Was der Self-Hosted Runner von Claude Code macht

Wichtig gleich vorweg, weil hier die meisten Missverständnisse entstehen: Der Self-Hosted Runner verlagert die Ausführung auf deinen Server, nicht das Sprachmodell. Die eigentliche Denkarbeit läuft weiterhin über die Anthropic-API. Auf deinem Server passiert alles andere – Dateien lesen und schreiben, Befehle ausführen, Repositories auschecken, Tests laufen lassen.

Betroffen sind ausschließlich Cloud-Sessions. Das sind jene Sitzungen, die nicht am Rechner der Entwicklerin oder des Entwicklers laufen, sondern im Hintergrund weiterarbeiten: gestartet über claude.ai, die Apps für Mobilgerät und Rechner, geplante Routinen oder das Terminal per claude --cloud. Wer Claude Code nur klassisch im Terminal nutzt, braucht hier nichts einzurichten – diese Sitzungen laufen ohnehin schon lokal.

Umgebung, Runner und Session – die drei Bausteine

Das Zusammenspiel besteht aus drei Teilen:

Baustein Was es ist Wo es liegt
Umgebung (Environment) Ein benanntes Ziel, an das Sessions geschickt werden. Gruppiert deine Runner. Wird in den Admin-Einstellungen auf claude.ai angelegt
Runner Ein dauerhaft laufender Prozess, der Arbeit abholt und ausführt. Auf deinem Server oder in deinem Container
Session Eine einzelne Aufgabe, die jemand aus deinem Team gestartet hat. Läuft als Kindprozess des Runners

Der Ablauf ist unkompliziert: Startet jemand eine Cloud-Session, erscheint eine Auswahl der verfügbaren Umgebungen – die von Anthropic und deine eigenen. Wählt die Person deine Umgebung, legt Anthropic die Aufgabe in eine Warteschlange. Dein Runner holt sie ab, klont das Repository und startet einen Claude-Code-Prozess auf deinem Server.

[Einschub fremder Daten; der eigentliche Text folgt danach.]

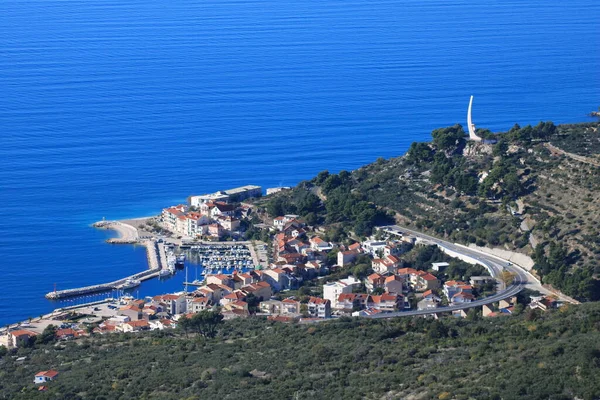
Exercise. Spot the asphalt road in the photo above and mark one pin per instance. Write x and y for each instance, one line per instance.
(494, 264)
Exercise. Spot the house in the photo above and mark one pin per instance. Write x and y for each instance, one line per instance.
(459, 314)
(439, 267)
(272, 307)
(355, 247)
(480, 280)
(290, 306)
(18, 336)
(229, 224)
(174, 303)
(292, 258)
(451, 288)
(215, 230)
(318, 307)
(426, 281)
(261, 290)
(387, 302)
(134, 326)
(199, 304)
(374, 281)
(347, 302)
(236, 305)
(393, 284)
(63, 334)
(367, 312)
(279, 222)
(346, 257)
(429, 295)
(332, 290)
(462, 297)
(544, 303)
(233, 296)
(316, 243)
(132, 311)
(277, 278)
(220, 279)
(373, 246)
(45, 376)
(385, 265)
(427, 304)
(160, 324)
(222, 210)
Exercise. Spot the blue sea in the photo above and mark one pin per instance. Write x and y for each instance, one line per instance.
(117, 108)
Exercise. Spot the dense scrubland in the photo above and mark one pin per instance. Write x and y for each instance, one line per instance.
(553, 355)
(536, 191)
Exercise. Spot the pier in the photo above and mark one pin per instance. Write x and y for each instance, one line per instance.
(156, 261)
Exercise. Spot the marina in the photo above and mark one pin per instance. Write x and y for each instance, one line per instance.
(209, 258)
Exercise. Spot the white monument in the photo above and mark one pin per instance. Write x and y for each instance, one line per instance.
(471, 125)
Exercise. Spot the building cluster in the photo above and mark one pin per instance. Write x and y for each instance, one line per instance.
(214, 215)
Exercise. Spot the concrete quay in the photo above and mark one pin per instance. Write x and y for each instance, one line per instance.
(156, 261)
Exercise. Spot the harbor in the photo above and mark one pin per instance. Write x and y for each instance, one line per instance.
(156, 257)
(209, 257)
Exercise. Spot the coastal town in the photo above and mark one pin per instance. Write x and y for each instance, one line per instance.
(296, 277)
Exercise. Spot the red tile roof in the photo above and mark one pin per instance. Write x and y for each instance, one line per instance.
(48, 374)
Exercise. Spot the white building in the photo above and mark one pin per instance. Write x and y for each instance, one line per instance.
(332, 290)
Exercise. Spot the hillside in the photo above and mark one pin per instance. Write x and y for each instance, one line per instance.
(536, 191)
(554, 355)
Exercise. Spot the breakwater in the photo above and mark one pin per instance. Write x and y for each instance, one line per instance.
(156, 256)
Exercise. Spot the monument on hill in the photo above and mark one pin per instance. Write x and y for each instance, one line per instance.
(471, 125)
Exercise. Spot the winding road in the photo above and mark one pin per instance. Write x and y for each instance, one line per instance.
(494, 264)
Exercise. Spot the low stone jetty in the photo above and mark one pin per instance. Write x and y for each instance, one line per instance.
(156, 261)
(127, 233)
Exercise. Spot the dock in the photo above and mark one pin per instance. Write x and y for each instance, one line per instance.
(156, 261)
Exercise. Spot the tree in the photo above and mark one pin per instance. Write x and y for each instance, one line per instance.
(184, 324)
(507, 277)
(206, 322)
(48, 335)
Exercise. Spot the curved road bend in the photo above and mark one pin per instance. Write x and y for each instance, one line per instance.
(494, 264)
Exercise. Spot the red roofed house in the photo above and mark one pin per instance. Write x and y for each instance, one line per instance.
(374, 281)
(45, 376)
(175, 303)
(277, 278)
(319, 308)
(290, 306)
(222, 209)
(427, 281)
(133, 312)
(134, 326)
(393, 284)
(346, 257)
(387, 302)
(200, 304)
(385, 265)
(65, 333)
(261, 290)
(16, 337)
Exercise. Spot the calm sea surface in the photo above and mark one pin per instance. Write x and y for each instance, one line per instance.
(118, 108)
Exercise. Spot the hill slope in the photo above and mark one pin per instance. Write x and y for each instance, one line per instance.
(524, 193)
(549, 356)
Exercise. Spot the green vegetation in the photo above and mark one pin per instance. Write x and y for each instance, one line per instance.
(554, 355)
(516, 194)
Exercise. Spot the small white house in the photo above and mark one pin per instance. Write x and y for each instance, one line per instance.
(45, 376)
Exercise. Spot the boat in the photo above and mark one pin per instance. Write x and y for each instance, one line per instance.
(129, 284)
(164, 272)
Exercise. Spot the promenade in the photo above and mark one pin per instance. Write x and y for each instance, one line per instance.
(128, 234)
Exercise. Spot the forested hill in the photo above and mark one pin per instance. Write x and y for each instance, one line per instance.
(552, 355)
(536, 191)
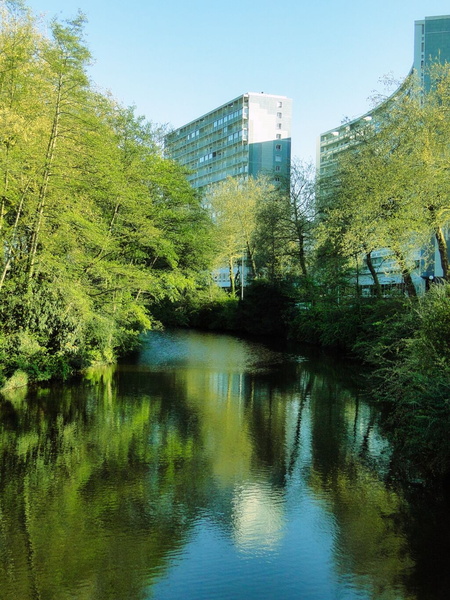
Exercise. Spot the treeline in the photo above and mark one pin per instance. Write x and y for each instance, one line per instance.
(95, 225)
(308, 250)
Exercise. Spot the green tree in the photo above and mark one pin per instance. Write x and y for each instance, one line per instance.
(233, 204)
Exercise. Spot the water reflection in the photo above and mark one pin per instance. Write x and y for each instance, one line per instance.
(207, 467)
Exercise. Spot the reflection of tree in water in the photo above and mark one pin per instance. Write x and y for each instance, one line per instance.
(102, 482)
(93, 498)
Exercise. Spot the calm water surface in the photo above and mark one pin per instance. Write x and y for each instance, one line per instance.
(208, 467)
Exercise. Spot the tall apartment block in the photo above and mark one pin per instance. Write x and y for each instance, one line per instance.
(431, 44)
(247, 136)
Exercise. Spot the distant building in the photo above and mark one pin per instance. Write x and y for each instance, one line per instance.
(431, 45)
(247, 136)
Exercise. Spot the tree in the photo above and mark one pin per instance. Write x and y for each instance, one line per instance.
(233, 204)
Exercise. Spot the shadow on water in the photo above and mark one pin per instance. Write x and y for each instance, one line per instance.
(209, 466)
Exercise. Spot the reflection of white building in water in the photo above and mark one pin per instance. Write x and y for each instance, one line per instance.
(258, 517)
(431, 44)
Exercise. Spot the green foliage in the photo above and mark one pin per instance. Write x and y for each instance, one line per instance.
(95, 225)
(267, 308)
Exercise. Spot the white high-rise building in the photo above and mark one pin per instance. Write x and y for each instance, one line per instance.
(247, 136)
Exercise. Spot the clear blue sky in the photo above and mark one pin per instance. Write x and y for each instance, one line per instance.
(178, 59)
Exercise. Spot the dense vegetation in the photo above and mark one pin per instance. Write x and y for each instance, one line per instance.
(389, 190)
(101, 236)
(95, 225)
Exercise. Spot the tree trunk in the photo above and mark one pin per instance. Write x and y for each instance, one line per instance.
(42, 197)
(376, 281)
(407, 279)
(442, 247)
(231, 275)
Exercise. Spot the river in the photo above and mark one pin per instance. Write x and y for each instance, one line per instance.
(208, 467)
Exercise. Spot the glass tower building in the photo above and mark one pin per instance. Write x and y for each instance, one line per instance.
(247, 136)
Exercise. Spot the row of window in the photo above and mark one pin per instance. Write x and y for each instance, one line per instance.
(230, 117)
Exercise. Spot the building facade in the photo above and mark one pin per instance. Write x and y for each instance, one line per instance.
(431, 45)
(247, 136)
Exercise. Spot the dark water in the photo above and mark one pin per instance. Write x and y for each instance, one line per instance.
(209, 468)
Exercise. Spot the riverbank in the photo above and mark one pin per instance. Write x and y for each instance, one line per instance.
(405, 342)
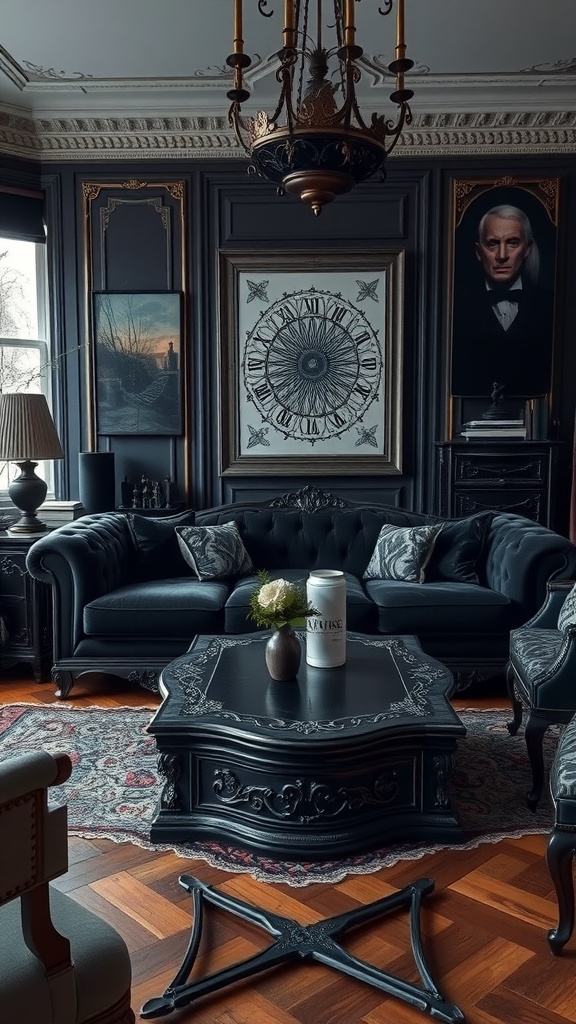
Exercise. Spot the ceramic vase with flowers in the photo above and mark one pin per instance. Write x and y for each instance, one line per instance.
(280, 605)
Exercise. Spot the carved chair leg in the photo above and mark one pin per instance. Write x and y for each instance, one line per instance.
(515, 725)
(560, 853)
(534, 735)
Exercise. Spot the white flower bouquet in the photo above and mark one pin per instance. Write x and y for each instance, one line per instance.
(278, 602)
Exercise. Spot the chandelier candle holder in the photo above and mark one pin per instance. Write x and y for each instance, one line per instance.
(326, 632)
(316, 143)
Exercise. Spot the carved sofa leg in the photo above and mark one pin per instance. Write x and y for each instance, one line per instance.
(560, 853)
(64, 681)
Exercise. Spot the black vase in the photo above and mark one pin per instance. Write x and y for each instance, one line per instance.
(283, 653)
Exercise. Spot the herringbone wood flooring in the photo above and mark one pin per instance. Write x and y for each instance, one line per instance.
(484, 926)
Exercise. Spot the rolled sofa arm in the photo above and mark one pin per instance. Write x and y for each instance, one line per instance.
(81, 561)
(523, 556)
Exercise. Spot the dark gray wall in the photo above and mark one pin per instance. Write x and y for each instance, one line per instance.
(221, 207)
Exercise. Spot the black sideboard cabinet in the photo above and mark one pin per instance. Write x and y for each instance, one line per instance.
(509, 476)
(26, 609)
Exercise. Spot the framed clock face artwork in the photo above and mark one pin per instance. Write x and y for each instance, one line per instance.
(311, 361)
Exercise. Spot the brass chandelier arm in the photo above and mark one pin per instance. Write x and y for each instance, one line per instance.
(316, 143)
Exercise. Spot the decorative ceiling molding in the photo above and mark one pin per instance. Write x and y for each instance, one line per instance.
(60, 139)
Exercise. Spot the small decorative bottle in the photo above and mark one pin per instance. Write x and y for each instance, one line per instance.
(326, 633)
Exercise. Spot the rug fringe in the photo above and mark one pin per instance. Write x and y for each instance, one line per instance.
(296, 873)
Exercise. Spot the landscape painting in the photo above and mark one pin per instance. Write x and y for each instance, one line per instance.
(137, 363)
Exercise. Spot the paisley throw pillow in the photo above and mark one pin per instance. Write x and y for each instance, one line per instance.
(567, 614)
(214, 552)
(402, 553)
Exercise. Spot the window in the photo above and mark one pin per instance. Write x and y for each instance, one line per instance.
(24, 330)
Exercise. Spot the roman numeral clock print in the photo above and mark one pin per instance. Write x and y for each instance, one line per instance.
(313, 368)
(310, 367)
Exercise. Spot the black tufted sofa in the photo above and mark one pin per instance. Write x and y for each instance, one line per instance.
(120, 612)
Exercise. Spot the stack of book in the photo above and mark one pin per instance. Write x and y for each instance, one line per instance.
(56, 513)
(494, 428)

Alle Verbindungen gehen dabei von deinem Netzwerk nach außen. Anthropic baut keine Verbindung zu dir auf. Der Runner fragt selbst regelmäßig bei api.anthropic.com nach neuer Arbeit, und dieses Nachfragen dient gleichzeitig als Lebenszeichen. Bleibt es rund 60 Sekunden aus, wandert die Session zurück in die Warteschlange und ein anderer Runner übernimmt.

Was auf deinem Server bleibt – und was nicht

Auf deinen Maschinen bleiben: Repository-Kopien, Build-Ergebnisse, Zugangsdaten und sämtliche Dateien, die eine Session anlegt oder verändert.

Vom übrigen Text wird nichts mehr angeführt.